While the headline number was encouraging, the details of Thursday’s report neatly illustrate the crosscurrents that have been buffeting the economy, and have prevented it from achieving more sustained gains. For example, although consumer spending grew by 3.3 percent in October, November and December, up from a 2 percent increase in the third quarter, government expenditures plunged 12.6 percent amid the shutdown and automatic budget cuts imposed by Congress at the start of 2013. Over all, the government pullback lowered fourth-quarter growth by 0.9 percentage points, with the shutdown itself shaving off 0.3 percentage points. In addition, the residential housing sector was also a source of weakness, cutting overall growth by 0.3 percentage points. Some of that drop was weather-related, as construction activity halted, but it also represents a slowing of housing gains as mortgage interest rates rose and the sector’s postrecession rebound cooled. The fourth-quarter of 2013 was the first time that housing was a drag on overall growth since 2010. As was the case in the third quarter, inventory additions by businesses lifted growth, adding 0.4 percentage points. Those stockpiles will most likely be drawn down in the first quarter of 2014, slowing the expansion a bit in the current quarter, economists said. The trade picture continued to improve, as exports rose strongly while imports inched up only a bit.

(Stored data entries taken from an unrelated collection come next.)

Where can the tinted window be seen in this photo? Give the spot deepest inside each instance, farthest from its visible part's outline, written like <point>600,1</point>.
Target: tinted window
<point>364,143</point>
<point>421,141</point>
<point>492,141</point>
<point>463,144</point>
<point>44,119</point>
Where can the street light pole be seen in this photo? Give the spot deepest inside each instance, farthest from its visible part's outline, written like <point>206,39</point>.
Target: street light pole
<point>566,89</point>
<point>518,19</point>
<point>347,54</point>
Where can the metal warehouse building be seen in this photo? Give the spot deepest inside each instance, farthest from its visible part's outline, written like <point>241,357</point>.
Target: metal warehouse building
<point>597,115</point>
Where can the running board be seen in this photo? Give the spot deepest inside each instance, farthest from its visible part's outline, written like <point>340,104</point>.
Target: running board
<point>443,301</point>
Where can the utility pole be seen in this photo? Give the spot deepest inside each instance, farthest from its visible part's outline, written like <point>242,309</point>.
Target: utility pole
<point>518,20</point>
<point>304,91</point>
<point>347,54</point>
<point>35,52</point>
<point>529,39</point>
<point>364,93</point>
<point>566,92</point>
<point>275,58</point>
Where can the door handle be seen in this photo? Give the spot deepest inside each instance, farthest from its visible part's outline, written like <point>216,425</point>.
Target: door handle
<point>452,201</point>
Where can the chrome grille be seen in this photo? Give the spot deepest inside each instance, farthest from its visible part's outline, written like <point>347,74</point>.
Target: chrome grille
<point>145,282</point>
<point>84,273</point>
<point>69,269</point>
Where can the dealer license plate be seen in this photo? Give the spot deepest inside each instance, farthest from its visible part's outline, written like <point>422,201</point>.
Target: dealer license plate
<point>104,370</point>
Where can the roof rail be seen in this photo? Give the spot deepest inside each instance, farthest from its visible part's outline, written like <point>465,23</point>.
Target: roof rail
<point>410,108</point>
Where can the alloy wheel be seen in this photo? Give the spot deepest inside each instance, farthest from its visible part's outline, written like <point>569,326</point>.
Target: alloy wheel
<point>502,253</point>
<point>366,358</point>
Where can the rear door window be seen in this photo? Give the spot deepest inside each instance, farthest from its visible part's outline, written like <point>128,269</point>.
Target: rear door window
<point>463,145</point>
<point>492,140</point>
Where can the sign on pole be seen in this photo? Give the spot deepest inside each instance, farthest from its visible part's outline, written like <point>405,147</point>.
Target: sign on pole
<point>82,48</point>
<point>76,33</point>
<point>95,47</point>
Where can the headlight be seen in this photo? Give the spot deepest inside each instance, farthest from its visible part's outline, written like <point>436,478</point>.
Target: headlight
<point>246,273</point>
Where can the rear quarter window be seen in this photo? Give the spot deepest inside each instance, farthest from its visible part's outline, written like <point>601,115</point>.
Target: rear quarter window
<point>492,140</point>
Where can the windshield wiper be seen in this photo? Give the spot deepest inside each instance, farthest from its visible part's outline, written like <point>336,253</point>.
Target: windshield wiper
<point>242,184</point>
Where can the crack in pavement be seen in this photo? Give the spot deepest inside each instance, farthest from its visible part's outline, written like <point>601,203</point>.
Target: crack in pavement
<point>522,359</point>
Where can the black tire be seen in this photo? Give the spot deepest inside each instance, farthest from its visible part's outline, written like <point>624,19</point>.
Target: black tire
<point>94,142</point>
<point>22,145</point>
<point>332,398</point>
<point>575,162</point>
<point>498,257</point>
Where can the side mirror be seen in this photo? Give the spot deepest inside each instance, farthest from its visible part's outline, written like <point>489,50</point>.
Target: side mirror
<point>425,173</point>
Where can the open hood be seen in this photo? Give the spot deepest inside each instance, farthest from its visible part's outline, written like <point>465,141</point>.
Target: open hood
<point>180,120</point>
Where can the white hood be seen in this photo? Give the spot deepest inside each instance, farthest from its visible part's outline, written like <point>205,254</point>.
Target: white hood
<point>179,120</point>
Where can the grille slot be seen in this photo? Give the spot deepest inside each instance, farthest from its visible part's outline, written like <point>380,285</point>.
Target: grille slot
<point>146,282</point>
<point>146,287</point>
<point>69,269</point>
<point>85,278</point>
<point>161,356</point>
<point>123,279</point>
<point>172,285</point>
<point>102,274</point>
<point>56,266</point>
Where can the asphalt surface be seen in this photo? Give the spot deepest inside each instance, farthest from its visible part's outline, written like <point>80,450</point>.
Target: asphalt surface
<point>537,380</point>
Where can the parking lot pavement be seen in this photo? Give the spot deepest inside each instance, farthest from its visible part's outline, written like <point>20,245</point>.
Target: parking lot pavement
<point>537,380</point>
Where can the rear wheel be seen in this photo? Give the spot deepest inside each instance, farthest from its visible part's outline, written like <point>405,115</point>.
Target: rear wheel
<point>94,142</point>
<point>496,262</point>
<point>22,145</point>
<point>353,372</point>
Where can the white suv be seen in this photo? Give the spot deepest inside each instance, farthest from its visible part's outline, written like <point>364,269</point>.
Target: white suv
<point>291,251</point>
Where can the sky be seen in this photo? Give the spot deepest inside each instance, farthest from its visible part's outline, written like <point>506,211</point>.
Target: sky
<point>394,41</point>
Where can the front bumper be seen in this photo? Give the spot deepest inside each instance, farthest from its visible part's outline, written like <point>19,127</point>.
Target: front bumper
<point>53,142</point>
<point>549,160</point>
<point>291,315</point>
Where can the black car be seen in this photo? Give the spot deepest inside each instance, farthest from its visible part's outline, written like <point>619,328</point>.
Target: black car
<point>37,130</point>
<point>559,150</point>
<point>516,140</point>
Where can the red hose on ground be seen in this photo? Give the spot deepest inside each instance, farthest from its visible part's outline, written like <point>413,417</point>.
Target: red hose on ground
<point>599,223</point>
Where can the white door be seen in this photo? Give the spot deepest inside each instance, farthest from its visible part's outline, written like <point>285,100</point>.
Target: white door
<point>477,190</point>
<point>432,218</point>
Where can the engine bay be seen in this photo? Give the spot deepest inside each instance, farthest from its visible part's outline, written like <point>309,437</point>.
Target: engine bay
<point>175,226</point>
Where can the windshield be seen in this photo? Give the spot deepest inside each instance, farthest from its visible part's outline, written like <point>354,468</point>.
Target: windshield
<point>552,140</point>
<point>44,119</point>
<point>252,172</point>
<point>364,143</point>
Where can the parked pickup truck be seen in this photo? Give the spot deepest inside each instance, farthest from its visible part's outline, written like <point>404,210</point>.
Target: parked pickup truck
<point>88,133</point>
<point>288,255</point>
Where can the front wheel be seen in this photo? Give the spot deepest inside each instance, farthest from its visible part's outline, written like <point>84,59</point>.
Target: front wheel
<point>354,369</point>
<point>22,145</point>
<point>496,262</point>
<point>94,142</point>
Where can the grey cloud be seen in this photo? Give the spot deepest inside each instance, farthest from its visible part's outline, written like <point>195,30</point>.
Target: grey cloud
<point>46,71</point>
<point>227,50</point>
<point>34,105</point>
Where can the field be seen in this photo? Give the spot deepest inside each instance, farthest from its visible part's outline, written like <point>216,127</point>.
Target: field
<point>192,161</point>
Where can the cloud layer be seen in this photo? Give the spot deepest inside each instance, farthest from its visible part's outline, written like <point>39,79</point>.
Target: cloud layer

“It’s a pretty solid report with a big burst in consumption at the end of the year, a big narrowing in the trade deficit and some weakness in housing,” said Julia Coronado, chief economist for North America at BNP Paribas.
The fourth-quarter number, which was the Commerce Department’s first estimate of the economy’s performance in the period, was about the same as economists’ expectations. Government statisticians will revise the growth number two more times in the coming months as more data comes in, and it could move up or down. Also Thursday, the Labor Department said weekly applications for unemployment benefits rose 19,000 last week to 348,000, the highest in about a month. But the broader trend in applications remains low. The four-week average, a less volatile measure, increased just 750 to 333,000. The increase follows three weeks of declines. In other economic news, fewer Americans signed contracts to buy previously occupied homes in December. Pending home sales fell to the lowest point since October 2011. The National Association of Realtors says its seasonally adjusted pending home sales index dropped 8.7 percent last month to 92.4.
Just six weeks ago, economists had expected fourth-quarter growth to be in the range of 1.5 percent, but they were pleasantly surprised by healthy gains in consumer spending as 2013 drew to a close. While the overall numbers for the second half of 2013 are encouraging, they still mask big challenges that the economy faces. Total nonfarm payrolls in the United States are still more than 1 million below where they were immediately before the recession, even after nearly four years of slow recovery and a modest pickup in hiring more recently.
And while the unemployment rate has fallen substantially in the last 12 months, to 6.7 percent in December, much of that drop has been caused by workers’ dropping out of the labor force rather than finding jobs.
“Everybody agrees that with each progressive quarter and year, it is getting better,” said Guy Berger, the United States economist at RBS. “But without a meaningful increase in employment, it makes it difficult to power strong growth in the future.”